ShareASale
- Type: Private
- Industry: Affiliate marketing
- Founded: Chicago, Illinois (2000)
- Headquarters: Chicago, Illinois,
- Products: Affiliate network
- Website: ShareASale.com

= Shareasale =

American affiliate marketing network

ShareASale was an affiliate marketing network based in the River North neighborhood in Chicago, IL USA. ShareASale serviced two customer sets in affiliate marketing: the affiliate, and the merchant.

Affiliates used ShareASale to find products to promote, and earn commission for referrals on those products. Affiliates used their own website, blogs, social media, PPC campaigns, SEO campaigns, RSS and email, as well as a number of other means.

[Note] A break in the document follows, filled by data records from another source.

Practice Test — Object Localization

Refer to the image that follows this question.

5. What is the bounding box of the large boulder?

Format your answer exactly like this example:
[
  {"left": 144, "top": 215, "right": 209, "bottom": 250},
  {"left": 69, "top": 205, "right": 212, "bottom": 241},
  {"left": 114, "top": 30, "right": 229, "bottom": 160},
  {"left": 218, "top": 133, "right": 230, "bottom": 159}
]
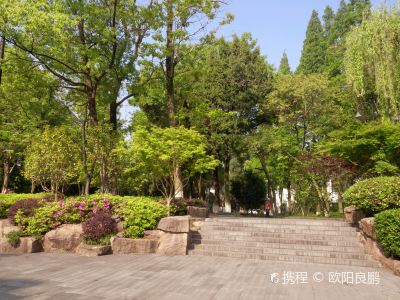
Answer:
[
  {"left": 157, "top": 232, "right": 188, "bottom": 256},
  {"left": 43, "top": 224, "right": 83, "bottom": 252},
  {"left": 0, "top": 237, "right": 43, "bottom": 254},
  {"left": 111, "top": 236, "right": 158, "bottom": 254},
  {"left": 158, "top": 216, "right": 189, "bottom": 233},
  {"left": 358, "top": 218, "right": 376, "bottom": 240},
  {"left": 187, "top": 206, "right": 208, "bottom": 219},
  {"left": 344, "top": 206, "right": 365, "bottom": 226},
  {"left": 0, "top": 219, "right": 20, "bottom": 238},
  {"left": 157, "top": 216, "right": 190, "bottom": 256},
  {"left": 75, "top": 242, "right": 112, "bottom": 256}
]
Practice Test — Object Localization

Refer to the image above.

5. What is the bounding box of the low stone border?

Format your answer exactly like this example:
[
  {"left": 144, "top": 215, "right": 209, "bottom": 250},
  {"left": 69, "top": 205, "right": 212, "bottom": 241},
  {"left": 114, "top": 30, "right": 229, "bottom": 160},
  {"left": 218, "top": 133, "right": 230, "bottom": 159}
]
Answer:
[
  {"left": 75, "top": 242, "right": 112, "bottom": 256},
  {"left": 186, "top": 206, "right": 209, "bottom": 219},
  {"left": 359, "top": 218, "right": 400, "bottom": 276}
]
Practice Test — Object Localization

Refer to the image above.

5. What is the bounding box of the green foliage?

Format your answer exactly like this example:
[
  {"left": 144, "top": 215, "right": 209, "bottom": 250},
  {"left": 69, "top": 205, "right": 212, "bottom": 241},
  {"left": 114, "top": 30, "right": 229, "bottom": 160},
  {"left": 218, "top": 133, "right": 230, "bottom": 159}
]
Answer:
[
  {"left": 343, "top": 177, "right": 400, "bottom": 214},
  {"left": 278, "top": 51, "right": 292, "bottom": 75},
  {"left": 320, "top": 122, "right": 400, "bottom": 177},
  {"left": 374, "top": 209, "right": 400, "bottom": 258},
  {"left": 120, "top": 198, "right": 167, "bottom": 238},
  {"left": 232, "top": 170, "right": 266, "bottom": 209},
  {"left": 345, "top": 8, "right": 400, "bottom": 121},
  {"left": 6, "top": 231, "right": 22, "bottom": 248},
  {"left": 297, "top": 10, "right": 326, "bottom": 74},
  {"left": 131, "top": 127, "right": 218, "bottom": 199},
  {"left": 25, "top": 127, "right": 81, "bottom": 193},
  {"left": 0, "top": 193, "right": 49, "bottom": 219},
  {"left": 15, "top": 206, "right": 57, "bottom": 237}
]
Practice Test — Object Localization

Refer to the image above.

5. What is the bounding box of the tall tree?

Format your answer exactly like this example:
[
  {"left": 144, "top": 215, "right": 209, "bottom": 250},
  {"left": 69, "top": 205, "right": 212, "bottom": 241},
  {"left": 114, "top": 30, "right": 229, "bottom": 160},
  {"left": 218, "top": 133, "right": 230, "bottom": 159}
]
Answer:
[
  {"left": 322, "top": 5, "right": 335, "bottom": 38},
  {"left": 345, "top": 9, "right": 400, "bottom": 121},
  {"left": 297, "top": 10, "right": 326, "bottom": 74},
  {"left": 278, "top": 51, "right": 292, "bottom": 75}
]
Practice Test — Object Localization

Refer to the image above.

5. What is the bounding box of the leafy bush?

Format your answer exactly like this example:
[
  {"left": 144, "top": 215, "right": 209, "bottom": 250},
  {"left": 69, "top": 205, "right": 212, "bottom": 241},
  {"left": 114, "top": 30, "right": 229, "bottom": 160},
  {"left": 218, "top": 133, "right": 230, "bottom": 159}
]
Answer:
[
  {"left": 0, "top": 193, "right": 51, "bottom": 219},
  {"left": 344, "top": 177, "right": 400, "bottom": 215},
  {"left": 120, "top": 197, "right": 167, "bottom": 238},
  {"left": 375, "top": 209, "right": 400, "bottom": 258},
  {"left": 15, "top": 205, "right": 57, "bottom": 237},
  {"left": 8, "top": 199, "right": 40, "bottom": 225},
  {"left": 82, "top": 211, "right": 116, "bottom": 244},
  {"left": 232, "top": 171, "right": 267, "bottom": 209},
  {"left": 6, "top": 231, "right": 22, "bottom": 248}
]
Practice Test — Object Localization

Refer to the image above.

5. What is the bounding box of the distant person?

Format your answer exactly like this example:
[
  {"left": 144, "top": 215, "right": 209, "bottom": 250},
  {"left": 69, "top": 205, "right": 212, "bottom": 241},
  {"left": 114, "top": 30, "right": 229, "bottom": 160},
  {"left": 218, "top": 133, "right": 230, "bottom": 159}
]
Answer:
[{"left": 264, "top": 197, "right": 271, "bottom": 218}]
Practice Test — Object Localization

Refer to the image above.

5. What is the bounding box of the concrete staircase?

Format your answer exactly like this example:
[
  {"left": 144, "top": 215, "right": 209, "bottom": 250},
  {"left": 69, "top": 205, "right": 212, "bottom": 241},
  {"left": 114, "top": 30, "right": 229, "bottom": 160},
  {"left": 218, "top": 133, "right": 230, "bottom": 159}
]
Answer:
[{"left": 189, "top": 217, "right": 379, "bottom": 267}]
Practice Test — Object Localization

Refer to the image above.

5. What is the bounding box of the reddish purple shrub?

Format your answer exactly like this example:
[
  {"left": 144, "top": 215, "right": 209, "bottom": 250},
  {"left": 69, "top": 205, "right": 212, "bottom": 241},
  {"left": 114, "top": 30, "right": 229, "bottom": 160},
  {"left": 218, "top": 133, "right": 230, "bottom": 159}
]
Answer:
[
  {"left": 82, "top": 210, "right": 116, "bottom": 240},
  {"left": 7, "top": 199, "right": 40, "bottom": 225}
]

Merchants used ShareASale to implement, track, and manage their affiliate program.

==History==
ShareASale was founded in 2000 by Brian Littleton, and to date had over 16550 merchant programs hosted on its network platform. ShareASale was primarily targeting small and mid-size merchants. ShareASale was among the largest U.S. affiliate networks in terms of number of advertisers who were using an affiliate network to manage their affiliate program.

After many years with the company Brian and Michael Littleton left in 2018.

On October 6, 2025 Awin shut down ShareASale.

==Ownership==
ShareASale was a privately held Chicago, Illinois; USA Corporation when it was founded in 2000.

ShareASale was acquired by Awin, which is part of Axel Springer Group, on June 10, 2017, for an undisclosed amount.